The Return: Fathers, Sons and the Land in Between by Hisham Matar:
Uncle Mahmoud is my father’s youngest brother. My father was born in 1939, Mahmoud in 1955. In old photographs, Father is serious and poised, well groomed even in his youth; Uncle Mahmoud has the long hair of the 1960s and ‘70s, a smile always lurking. Father was born into a Libya ruled by Benito Mussolini. He was four in 1943, when the Italo-German armies were defeated in North Africa and Libya fell to the British and the French. On the 24th of December 1951, when, under King Idris, Libya gained its independence, Father was twelve years old. Uncle Mahmoud was born four years later. In 1969, the year of Qaddafi’s coup, Father was thirty, and Uncle Mahmoud fourteen. Mahmoud seemed both uncle and brother to Ziad and me, a rare ally with an insider’s knowledge of adulthood. When Father resigned from the diplomatic corps in New York and we moved back to Tripoli, Uncle Mahmoud came and stayed with us. He loved Voltaire and Russian novels. He had a dreamy sensibility and would often forget to turn the stove off. Unlike all the other adults, he never turned down my appeals to go out to the garden, even after lunch, when the sun was merciless and the household napped. We played football or sat in the shade of the eucalyptus trees. I knew that his love for me was uncomplicated and unequivocal, and knowing this felt like a great freedom. In our exile years, Father would often tell me that I reminded him of his little brother.
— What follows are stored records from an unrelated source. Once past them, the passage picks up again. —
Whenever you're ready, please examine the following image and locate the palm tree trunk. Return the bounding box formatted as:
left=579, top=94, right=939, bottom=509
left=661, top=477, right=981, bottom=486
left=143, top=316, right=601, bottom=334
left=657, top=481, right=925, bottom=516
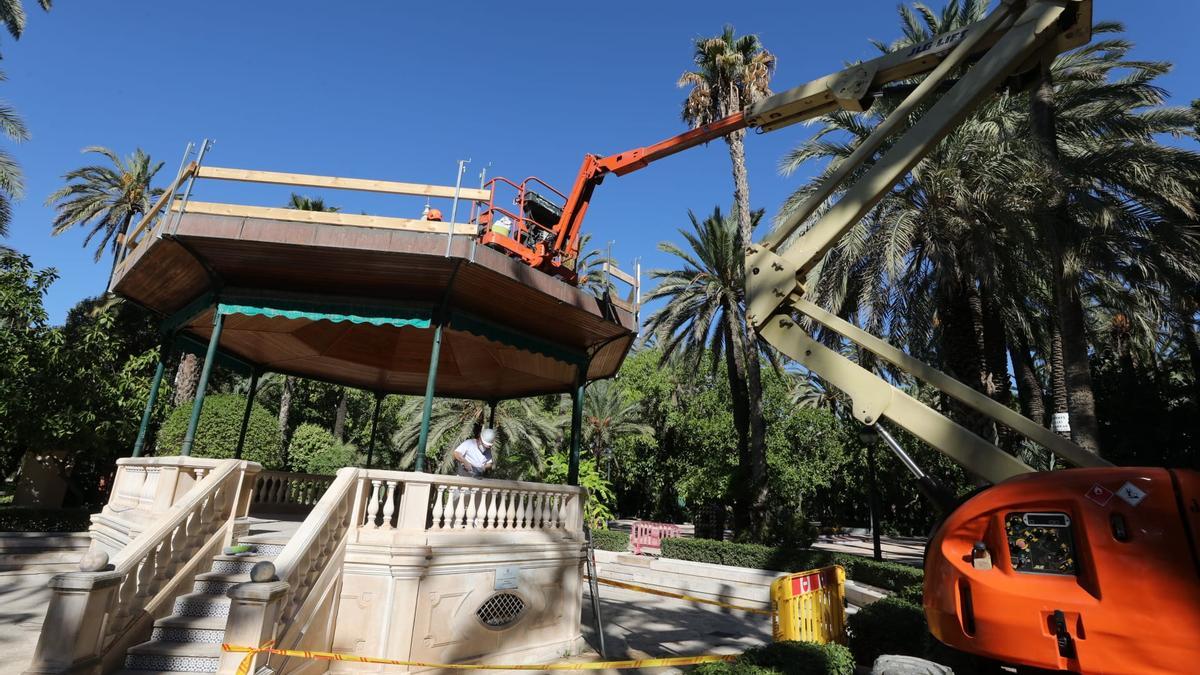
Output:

In the same week in March 1990 that my father was kidnapped, Libyan secret service agents drove to Uncle Mahmoud’s home in Ajdabiya. Other officials went to Hmad Khanfore, my uncle through marriage, and to my paternal aunt’s sons, cousins Ali and Saleh Eshnayquet. All four men were arrested. They belonged to one of the underground cells that my father’s organization had set up inside the country. The arrests were so well coordinated that every man captured believed the others were still free. Each assumed that he was the only one being interrogated and tortured. In January 2011, as the Tunisian and Egyptian revolutions unfolded, the Libyan dictatorship grew anxious. Wanting to appease popular discontent, it let out some political prisoners. I became hopeful. The public campaign for the release of my father and relatives, which I had started a couple of years earlier, went into full gear. On the 3rd of February of that year, and after twenty-one years of imprisonment, all except for my father were set free. Fourteen days later, bolstered by the successful overthrows of the Tunisian and Egyptian dictators, a popular uprising exploded across Libya.